La seconda conseguenza del rapimento odierno è che esso complica la dinamica intorno agli ostaggi europei. Finora infatti francesi e italiani hanno agito più o meno nello stesso spirito: appellarsi alle buone relazioni con gli arabi moderati, con clamorosi e pubblici gesti di dialogo.

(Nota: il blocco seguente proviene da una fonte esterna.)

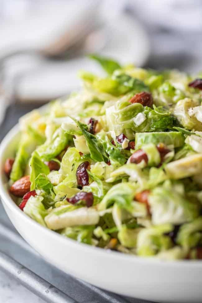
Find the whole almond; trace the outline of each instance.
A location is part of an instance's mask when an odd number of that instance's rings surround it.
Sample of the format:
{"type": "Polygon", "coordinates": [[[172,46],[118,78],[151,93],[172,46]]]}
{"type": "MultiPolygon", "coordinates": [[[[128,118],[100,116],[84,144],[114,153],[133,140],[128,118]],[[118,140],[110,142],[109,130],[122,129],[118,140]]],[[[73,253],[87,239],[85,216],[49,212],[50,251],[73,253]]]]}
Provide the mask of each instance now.
{"type": "Polygon", "coordinates": [[[10,188],[10,192],[16,197],[22,197],[30,191],[30,176],[25,176],[14,182],[10,188]]]}
{"type": "Polygon", "coordinates": [[[8,177],[10,175],[14,161],[14,159],[11,158],[8,158],[6,160],[4,165],[4,172],[8,177]]]}

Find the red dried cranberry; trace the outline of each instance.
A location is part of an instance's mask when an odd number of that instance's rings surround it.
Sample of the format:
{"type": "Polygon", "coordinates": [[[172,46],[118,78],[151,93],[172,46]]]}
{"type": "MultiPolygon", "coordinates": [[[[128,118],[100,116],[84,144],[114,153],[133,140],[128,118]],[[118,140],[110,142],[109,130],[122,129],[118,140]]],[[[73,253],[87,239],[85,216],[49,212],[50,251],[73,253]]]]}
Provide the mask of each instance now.
{"type": "Polygon", "coordinates": [[[59,170],[60,167],[59,163],[53,160],[51,160],[50,161],[46,161],[44,163],[48,167],[51,171],[52,170],[59,170]]]}
{"type": "Polygon", "coordinates": [[[135,152],[131,157],[131,163],[140,163],[142,160],[144,160],[146,164],[148,163],[148,157],[146,153],[142,149],[139,149],[135,152]]]}
{"type": "Polygon", "coordinates": [[[89,182],[89,177],[86,169],[90,163],[88,161],[85,161],[78,166],[76,171],[76,180],[79,185],[87,185],[89,182]]]}
{"type": "Polygon", "coordinates": [[[98,121],[93,118],[91,118],[89,121],[89,123],[90,124],[89,132],[93,135],[94,135],[95,131],[95,127],[98,121]]]}
{"type": "Polygon", "coordinates": [[[91,192],[80,191],[71,198],[67,198],[67,200],[72,204],[75,204],[82,200],[85,202],[87,207],[90,207],[93,204],[93,195],[91,192]]]}
{"type": "Polygon", "coordinates": [[[33,196],[34,197],[35,197],[37,194],[36,192],[36,191],[34,190],[34,191],[29,191],[29,192],[27,193],[26,194],[24,195],[22,197],[22,199],[23,200],[26,200],[26,199],[28,200],[30,197],[31,197],[31,196],[33,196]]]}
{"type": "Polygon", "coordinates": [[[116,144],[114,143],[114,141],[113,139],[112,139],[112,141],[111,141],[111,143],[112,143],[112,144],[113,144],[113,145],[114,145],[115,146],[116,146],[116,144]]]}
{"type": "Polygon", "coordinates": [[[33,197],[35,197],[37,194],[36,192],[36,191],[34,190],[32,191],[29,191],[29,192],[27,193],[26,194],[24,195],[22,198],[22,201],[19,206],[19,208],[20,208],[22,210],[23,210],[23,209],[26,205],[26,203],[28,201],[29,198],[31,196],[33,196],[33,197]]]}
{"type": "Polygon", "coordinates": [[[135,94],[129,102],[130,103],[140,103],[143,106],[151,107],[153,104],[153,99],[150,93],[142,92],[135,94]]]}
{"type": "Polygon", "coordinates": [[[194,87],[199,90],[202,90],[202,79],[195,79],[188,85],[190,87],[194,87]]]}
{"type": "Polygon", "coordinates": [[[127,137],[123,133],[121,134],[121,135],[119,135],[119,136],[118,136],[117,137],[117,142],[118,143],[120,143],[120,144],[121,144],[123,142],[124,139],[127,139],[127,137]]]}
{"type": "Polygon", "coordinates": [[[149,213],[150,213],[150,209],[148,201],[148,196],[150,192],[150,191],[145,190],[141,192],[136,194],[135,196],[135,200],[141,203],[144,203],[145,204],[149,213]]]}

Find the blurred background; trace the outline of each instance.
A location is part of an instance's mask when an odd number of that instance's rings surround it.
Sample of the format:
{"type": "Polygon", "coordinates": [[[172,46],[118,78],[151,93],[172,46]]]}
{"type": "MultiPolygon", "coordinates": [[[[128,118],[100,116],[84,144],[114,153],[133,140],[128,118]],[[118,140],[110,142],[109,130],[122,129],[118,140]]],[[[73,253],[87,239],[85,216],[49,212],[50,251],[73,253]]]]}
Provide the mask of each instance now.
{"type": "MultiPolygon", "coordinates": [[[[22,115],[79,89],[78,70],[102,72],[88,54],[146,68],[202,70],[202,17],[201,0],[0,0],[0,141],[22,115]]],[[[12,230],[1,204],[0,210],[12,230]]],[[[16,244],[13,250],[1,236],[0,242],[40,276],[54,283],[57,277],[64,289],[72,286],[16,244]]],[[[44,302],[1,272],[0,290],[2,303],[44,302]]]]}
{"type": "Polygon", "coordinates": [[[0,122],[11,104],[78,89],[78,70],[101,72],[88,53],[202,69],[202,16],[201,0],[0,0],[0,122]]]}

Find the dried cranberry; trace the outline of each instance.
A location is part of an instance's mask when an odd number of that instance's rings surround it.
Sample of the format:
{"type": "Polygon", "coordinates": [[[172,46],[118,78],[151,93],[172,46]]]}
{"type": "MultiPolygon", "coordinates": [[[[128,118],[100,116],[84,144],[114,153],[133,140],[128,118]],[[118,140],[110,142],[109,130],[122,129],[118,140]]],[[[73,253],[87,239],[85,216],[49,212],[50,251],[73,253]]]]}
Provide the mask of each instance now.
{"type": "Polygon", "coordinates": [[[95,132],[95,127],[98,121],[93,118],[91,118],[89,121],[89,123],[90,124],[89,132],[93,135],[94,135],[95,132]]]}
{"type": "Polygon", "coordinates": [[[153,104],[153,99],[150,93],[142,92],[135,94],[129,102],[130,103],[140,103],[143,106],[151,107],[153,104]]]}
{"type": "Polygon", "coordinates": [[[146,164],[148,163],[148,157],[146,153],[142,149],[139,149],[133,154],[131,157],[131,163],[140,163],[142,160],[144,160],[146,164]]]}
{"type": "Polygon", "coordinates": [[[202,90],[202,79],[195,79],[188,85],[190,87],[194,87],[199,90],[202,90]]]}
{"type": "Polygon", "coordinates": [[[117,140],[118,143],[120,144],[121,144],[123,142],[124,139],[127,139],[127,137],[123,133],[121,134],[119,136],[117,137],[117,140]]]}
{"type": "Polygon", "coordinates": [[[87,185],[89,182],[89,177],[86,169],[90,163],[88,161],[81,163],[78,166],[76,171],[76,180],[79,185],[87,185]]]}
{"type": "Polygon", "coordinates": [[[60,167],[59,163],[53,160],[51,160],[50,161],[46,161],[44,163],[48,167],[50,171],[59,170],[60,167]]]}
{"type": "Polygon", "coordinates": [[[22,201],[19,205],[19,208],[20,208],[22,210],[23,210],[23,209],[26,205],[26,203],[28,201],[29,198],[31,196],[33,196],[33,197],[34,197],[37,194],[36,192],[36,191],[34,190],[32,191],[29,191],[29,192],[27,193],[26,194],[24,195],[22,198],[22,201]]]}
{"type": "Polygon", "coordinates": [[[93,195],[91,192],[80,191],[71,198],[67,198],[67,200],[72,204],[75,204],[82,200],[85,202],[87,207],[90,207],[93,204],[93,195]]]}
{"type": "Polygon", "coordinates": [[[144,203],[145,204],[149,213],[150,213],[150,208],[148,202],[148,196],[150,193],[150,191],[145,190],[141,192],[136,194],[135,196],[135,200],[141,203],[144,203]]]}
{"type": "Polygon", "coordinates": [[[114,145],[115,146],[116,146],[116,144],[114,143],[114,140],[113,139],[112,139],[112,141],[111,141],[111,143],[112,143],[112,144],[113,144],[113,145],[114,145]]]}
{"type": "Polygon", "coordinates": [[[36,191],[34,190],[31,191],[29,191],[29,192],[27,193],[26,194],[24,195],[22,197],[22,199],[23,200],[25,200],[26,199],[28,200],[30,197],[31,197],[31,196],[33,196],[34,197],[35,197],[37,194],[36,192],[36,191]]]}
{"type": "Polygon", "coordinates": [[[174,244],[176,244],[176,239],[180,228],[180,225],[175,225],[174,229],[172,232],[165,234],[166,236],[168,236],[171,238],[174,244]]]}
{"type": "Polygon", "coordinates": [[[128,146],[127,147],[127,149],[135,149],[135,141],[131,141],[128,143],[128,146]]]}
{"type": "Polygon", "coordinates": [[[6,160],[4,165],[4,172],[6,174],[8,177],[9,177],[10,174],[11,172],[13,164],[14,161],[15,159],[11,158],[8,158],[6,160]]]}

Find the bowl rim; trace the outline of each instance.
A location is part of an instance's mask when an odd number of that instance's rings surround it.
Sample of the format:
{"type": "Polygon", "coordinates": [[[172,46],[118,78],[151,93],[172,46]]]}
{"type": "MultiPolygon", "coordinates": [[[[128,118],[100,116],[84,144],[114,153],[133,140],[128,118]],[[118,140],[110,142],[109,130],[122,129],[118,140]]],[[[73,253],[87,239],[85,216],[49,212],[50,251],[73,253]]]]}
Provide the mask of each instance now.
{"type": "Polygon", "coordinates": [[[40,229],[42,228],[44,232],[49,234],[49,235],[53,237],[56,240],[62,242],[63,245],[66,246],[70,246],[76,249],[79,249],[80,248],[82,250],[82,253],[94,253],[96,254],[98,256],[104,257],[108,257],[113,259],[114,261],[118,262],[119,261],[125,261],[135,262],[137,262],[142,264],[143,265],[155,265],[155,266],[162,266],[163,267],[167,267],[168,266],[170,268],[172,267],[181,267],[182,266],[187,267],[190,269],[197,267],[197,269],[200,268],[202,269],[202,262],[199,260],[165,260],[158,259],[155,257],[143,257],[134,255],[122,253],[120,252],[105,250],[103,248],[89,245],[85,243],[80,243],[72,239],[67,237],[65,238],[64,236],[59,234],[56,232],[48,227],[41,225],[38,222],[29,217],[22,211],[18,207],[9,195],[8,191],[7,190],[6,186],[5,186],[6,182],[3,181],[4,172],[3,170],[4,162],[3,159],[5,157],[5,153],[7,150],[8,145],[14,138],[20,132],[20,128],[19,124],[16,124],[8,133],[4,137],[0,144],[0,198],[3,200],[7,206],[15,214],[16,216],[19,218],[23,218],[28,224],[32,224],[34,226],[35,229],[40,229]]]}

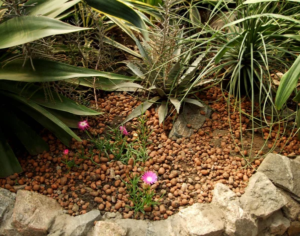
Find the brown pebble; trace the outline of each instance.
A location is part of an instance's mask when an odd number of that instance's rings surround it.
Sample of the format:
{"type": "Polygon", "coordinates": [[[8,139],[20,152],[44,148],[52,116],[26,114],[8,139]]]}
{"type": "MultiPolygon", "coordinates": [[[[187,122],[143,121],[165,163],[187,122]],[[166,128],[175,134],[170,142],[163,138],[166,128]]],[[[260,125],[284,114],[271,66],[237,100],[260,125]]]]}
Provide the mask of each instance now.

Facile anticipare che per gli ostaggi americani e inglese si seguirà una strada diversa. Intanto, per il loro lavoro nella sicurezza, essi non sono ostaggi «buoni» come le volontarie italiane e i giornalisti francesi. Inoltre, i loro Paesi seguono regole diverse dall’Italia e dalla Francia: gli Usa infatti considerano i rapiti prigionieri di guerra (non ostaggi, appunto) e dunque non trattano perché non riconoscono neppure concettualmente il sequestro come azione diversa da una operazione militare. E’ stata la loro politica finora ed è improbabile che faranno eccezioni.

Come convivranno allora questi due gruppi di ostaggi e queste diverse relazioni internazionali? Intanto, sarà interessante vedere se Francia e Italia si accolleranno anche questi rapiti «cattivi» o se li lasceranno a sé stessi. Così come sarà decisivo capire come convivranno le due linee diplomatico-militari: la «durezza» americana non finirà col compromettere la linea soffice degli Europei?

Le cose, insomma, si complicano terribilmente. E non è impossibile pensare che questo è proprio quello che vogliono i rapitori: dare una lezione sul caos delle relazioni internazionali in Occidente, sulla carne viva di un po’ di uomini e due donne.